Leeds University medical students Christopher Hogg and Naomi Sharpe recently completed analysis which shows practices and CCGs located in areas of socioeconomic deprivation in Yorkshire and Humber have fewer GPs per head of population than practices in more affluent areas.
They also found that there was a strong correlation between unplanned hospital admissions and increasing levels of socioeconomic deprivation and a moderate strength correlation between patient to GP ratios and unplanned hospital admissions (i.e. fewer GPs per capita was associated with higher admission rates).
These findings are in line with existing literature of deprivation, GP numbers and unplanned hospital admission.
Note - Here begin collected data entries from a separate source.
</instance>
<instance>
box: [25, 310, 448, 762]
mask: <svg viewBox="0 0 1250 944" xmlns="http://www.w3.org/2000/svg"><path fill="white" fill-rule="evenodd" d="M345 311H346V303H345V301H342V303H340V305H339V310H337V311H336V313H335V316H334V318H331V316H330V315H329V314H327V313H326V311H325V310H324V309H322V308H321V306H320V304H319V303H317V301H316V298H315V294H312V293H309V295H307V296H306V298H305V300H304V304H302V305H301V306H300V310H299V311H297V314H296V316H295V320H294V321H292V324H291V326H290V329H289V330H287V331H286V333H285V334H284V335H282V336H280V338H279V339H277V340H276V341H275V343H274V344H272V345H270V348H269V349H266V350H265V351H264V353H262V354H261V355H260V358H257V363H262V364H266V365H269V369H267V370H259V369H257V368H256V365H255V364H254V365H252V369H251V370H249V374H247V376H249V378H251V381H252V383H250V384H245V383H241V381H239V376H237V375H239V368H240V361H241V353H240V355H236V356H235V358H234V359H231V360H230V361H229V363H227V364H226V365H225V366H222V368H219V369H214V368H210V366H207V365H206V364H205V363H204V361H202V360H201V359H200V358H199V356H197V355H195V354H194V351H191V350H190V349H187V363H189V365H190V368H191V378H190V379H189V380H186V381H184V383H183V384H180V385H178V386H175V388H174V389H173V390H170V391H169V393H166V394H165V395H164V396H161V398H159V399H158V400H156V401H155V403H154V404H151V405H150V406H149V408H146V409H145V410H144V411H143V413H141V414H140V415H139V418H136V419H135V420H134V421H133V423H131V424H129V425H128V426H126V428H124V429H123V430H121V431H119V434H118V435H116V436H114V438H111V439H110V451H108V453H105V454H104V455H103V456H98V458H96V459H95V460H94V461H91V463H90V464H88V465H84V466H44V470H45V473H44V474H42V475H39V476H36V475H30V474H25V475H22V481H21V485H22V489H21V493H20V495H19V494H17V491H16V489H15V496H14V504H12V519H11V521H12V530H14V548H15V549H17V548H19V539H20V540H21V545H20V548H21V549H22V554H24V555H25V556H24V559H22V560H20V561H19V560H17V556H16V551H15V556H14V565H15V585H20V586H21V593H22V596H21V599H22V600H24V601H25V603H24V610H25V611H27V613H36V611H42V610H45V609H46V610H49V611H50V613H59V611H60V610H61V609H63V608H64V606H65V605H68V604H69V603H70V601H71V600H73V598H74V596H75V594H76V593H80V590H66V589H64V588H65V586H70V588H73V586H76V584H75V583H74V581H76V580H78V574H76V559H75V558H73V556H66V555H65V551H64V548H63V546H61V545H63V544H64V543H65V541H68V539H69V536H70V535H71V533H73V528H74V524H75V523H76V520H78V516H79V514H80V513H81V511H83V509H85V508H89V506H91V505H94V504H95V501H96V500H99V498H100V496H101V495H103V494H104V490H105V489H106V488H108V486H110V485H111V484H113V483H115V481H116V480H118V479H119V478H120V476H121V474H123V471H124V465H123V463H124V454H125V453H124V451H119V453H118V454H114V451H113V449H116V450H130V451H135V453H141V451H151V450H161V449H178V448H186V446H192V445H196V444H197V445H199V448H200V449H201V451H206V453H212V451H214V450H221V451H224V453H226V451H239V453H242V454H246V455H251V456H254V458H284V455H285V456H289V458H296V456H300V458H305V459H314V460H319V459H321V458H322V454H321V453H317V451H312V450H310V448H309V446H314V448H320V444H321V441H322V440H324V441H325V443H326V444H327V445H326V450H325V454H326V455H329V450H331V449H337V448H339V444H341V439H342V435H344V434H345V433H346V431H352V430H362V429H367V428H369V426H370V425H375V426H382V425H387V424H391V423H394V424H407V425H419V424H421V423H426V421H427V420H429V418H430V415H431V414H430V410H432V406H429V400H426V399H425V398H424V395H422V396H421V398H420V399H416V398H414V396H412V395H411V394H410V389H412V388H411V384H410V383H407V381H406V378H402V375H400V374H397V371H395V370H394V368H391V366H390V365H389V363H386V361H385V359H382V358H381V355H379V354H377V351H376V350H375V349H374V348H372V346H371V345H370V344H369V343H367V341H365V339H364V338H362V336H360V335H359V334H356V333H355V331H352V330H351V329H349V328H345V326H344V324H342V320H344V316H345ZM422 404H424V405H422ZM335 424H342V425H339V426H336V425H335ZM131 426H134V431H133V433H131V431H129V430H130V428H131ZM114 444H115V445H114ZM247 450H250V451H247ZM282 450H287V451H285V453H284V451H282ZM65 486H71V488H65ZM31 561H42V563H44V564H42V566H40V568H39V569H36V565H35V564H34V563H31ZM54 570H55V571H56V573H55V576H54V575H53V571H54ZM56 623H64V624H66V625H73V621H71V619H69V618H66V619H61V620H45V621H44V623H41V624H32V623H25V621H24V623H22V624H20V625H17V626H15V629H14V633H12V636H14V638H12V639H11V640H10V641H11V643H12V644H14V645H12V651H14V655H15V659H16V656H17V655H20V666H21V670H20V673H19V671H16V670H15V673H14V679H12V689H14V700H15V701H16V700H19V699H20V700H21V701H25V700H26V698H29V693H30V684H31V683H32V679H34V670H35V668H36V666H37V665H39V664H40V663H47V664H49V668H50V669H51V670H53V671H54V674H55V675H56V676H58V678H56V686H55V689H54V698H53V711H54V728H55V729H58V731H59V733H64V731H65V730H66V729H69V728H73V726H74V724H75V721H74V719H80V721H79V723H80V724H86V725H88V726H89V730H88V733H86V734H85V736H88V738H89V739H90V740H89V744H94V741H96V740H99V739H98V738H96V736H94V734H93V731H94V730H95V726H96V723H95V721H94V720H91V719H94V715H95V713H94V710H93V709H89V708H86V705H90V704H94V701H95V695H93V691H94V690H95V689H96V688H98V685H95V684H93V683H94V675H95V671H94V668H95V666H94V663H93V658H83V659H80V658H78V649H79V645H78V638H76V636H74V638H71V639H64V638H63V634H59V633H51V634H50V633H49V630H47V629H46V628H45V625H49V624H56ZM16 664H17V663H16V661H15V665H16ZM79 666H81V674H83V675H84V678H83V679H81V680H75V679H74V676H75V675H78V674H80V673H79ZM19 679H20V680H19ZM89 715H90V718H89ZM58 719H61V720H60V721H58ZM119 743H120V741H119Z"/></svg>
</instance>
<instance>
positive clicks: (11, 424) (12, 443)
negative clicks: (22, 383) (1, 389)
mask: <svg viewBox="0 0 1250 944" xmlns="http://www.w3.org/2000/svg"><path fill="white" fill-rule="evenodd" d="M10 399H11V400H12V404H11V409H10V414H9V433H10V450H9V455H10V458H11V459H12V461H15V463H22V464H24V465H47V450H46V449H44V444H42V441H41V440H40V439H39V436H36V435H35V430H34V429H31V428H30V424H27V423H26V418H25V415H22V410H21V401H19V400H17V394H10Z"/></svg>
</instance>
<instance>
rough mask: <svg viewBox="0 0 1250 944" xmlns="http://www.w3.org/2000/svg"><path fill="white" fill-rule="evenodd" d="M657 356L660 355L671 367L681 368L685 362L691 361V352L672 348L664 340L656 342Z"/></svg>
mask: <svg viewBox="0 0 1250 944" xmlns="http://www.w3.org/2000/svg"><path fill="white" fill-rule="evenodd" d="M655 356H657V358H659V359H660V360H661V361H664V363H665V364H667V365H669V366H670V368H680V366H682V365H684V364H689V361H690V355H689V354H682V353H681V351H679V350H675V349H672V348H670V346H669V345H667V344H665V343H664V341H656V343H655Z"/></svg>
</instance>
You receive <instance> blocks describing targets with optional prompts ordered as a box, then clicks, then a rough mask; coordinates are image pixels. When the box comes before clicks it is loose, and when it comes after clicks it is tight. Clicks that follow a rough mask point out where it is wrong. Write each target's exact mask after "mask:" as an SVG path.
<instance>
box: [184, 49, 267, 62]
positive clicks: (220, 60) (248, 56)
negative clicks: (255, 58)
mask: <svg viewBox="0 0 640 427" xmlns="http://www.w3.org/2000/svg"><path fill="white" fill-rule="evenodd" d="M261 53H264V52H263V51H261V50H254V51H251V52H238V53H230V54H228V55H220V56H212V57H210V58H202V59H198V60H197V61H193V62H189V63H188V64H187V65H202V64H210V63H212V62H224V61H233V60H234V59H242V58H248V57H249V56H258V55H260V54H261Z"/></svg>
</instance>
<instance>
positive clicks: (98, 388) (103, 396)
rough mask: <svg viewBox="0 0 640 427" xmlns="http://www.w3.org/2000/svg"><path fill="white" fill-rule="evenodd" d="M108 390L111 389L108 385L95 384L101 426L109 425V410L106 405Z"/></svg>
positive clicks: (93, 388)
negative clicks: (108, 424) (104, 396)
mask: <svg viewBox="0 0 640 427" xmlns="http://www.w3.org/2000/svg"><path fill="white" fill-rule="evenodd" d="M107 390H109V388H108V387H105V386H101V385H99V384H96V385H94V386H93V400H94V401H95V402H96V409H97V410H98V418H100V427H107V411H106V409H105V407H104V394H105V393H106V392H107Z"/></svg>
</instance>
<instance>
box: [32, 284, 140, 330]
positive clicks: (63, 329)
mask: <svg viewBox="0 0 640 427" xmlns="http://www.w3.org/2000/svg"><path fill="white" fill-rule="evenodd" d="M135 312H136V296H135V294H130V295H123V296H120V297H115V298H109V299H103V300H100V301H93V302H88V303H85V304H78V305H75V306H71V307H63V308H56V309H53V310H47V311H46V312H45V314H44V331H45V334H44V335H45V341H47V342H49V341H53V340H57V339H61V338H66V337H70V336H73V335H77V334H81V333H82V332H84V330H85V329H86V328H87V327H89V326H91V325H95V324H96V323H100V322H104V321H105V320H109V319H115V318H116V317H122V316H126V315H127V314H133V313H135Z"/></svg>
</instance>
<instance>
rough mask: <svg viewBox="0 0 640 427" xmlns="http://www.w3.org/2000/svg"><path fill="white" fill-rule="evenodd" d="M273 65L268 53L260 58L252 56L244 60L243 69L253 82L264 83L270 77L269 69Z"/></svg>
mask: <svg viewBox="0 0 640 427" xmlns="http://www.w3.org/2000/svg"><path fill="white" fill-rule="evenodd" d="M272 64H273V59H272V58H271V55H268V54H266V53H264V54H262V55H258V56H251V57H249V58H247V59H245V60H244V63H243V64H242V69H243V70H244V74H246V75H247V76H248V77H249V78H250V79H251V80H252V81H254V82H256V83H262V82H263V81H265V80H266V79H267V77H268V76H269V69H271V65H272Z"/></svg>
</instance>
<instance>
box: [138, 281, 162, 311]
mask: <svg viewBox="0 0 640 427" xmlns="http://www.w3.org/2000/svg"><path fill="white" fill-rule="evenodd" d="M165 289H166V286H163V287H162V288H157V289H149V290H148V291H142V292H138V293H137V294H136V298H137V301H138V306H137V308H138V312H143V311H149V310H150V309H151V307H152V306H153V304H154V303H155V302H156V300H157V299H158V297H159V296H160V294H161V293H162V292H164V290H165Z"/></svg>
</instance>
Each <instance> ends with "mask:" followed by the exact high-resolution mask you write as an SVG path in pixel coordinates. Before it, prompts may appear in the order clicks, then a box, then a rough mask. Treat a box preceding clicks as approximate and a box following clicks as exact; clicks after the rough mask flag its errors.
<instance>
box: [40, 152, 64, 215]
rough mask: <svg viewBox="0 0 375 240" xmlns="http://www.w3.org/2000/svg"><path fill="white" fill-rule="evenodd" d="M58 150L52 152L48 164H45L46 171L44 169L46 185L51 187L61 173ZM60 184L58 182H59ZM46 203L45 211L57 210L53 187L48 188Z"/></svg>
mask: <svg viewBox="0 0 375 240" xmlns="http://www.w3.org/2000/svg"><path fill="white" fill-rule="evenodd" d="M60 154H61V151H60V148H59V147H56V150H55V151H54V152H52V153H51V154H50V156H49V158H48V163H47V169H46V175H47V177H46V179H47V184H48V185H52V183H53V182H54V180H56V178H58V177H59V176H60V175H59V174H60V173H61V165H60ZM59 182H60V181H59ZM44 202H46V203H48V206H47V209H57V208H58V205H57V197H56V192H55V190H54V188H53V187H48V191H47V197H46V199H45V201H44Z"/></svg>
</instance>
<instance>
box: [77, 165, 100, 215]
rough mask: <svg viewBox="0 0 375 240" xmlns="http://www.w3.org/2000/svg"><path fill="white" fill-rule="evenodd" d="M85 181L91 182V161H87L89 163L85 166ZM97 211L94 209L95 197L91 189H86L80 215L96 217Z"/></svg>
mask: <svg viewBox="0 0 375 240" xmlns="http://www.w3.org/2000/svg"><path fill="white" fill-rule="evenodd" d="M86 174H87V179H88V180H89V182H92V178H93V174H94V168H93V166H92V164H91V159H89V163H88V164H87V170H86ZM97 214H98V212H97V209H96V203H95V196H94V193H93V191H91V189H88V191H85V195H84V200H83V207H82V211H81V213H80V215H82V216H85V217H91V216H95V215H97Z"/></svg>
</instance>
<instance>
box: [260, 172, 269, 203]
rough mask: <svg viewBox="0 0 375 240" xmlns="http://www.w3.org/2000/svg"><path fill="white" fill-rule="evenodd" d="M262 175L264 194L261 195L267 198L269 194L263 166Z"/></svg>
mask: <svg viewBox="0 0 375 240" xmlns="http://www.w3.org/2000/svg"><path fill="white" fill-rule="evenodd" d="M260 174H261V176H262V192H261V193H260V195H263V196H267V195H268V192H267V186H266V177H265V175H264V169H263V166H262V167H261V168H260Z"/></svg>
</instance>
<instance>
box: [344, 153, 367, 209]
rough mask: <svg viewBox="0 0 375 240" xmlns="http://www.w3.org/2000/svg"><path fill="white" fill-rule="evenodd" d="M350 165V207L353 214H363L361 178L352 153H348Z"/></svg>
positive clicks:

In a 2015 analysis of general practice in Scotland, Mclean and colleagues at Glasgow University found that, despite higher consultation rates and substantially greater rates of multi-morbidity and premature mortality, there were the same or slightly fewer GPs serving Scotland’s poorest areas. Researchers at the York Centre for Health Economics reached similar conclusions in their 2016 longitudinal analysis of GP to patient ratios in England, where it was found that GP to patient ratios were lower in the poorest areas in 2004/5 but had flattened out (and were actually slightly greater) by 2013/14, mainly due to Walk-In centres and other national policy initiatives. These centres were excluded from Hogg and Sharpe’s analysis, which may be why there is a difference in the findings. The York team have also found that deprivation is strongly associated with unplanned hospital admissions, especially via the Emergency Department.
Whilst Hogg and Sharpe’s research does not establish causality, taken with the existing literature, it provides a regional focus and strengthens the case for increasing GP to patient ratios in the most deprived areas to reflect unequal health outcomes and attempt to make the NHS more sustainable by reducing costly unplanned hospital admissions.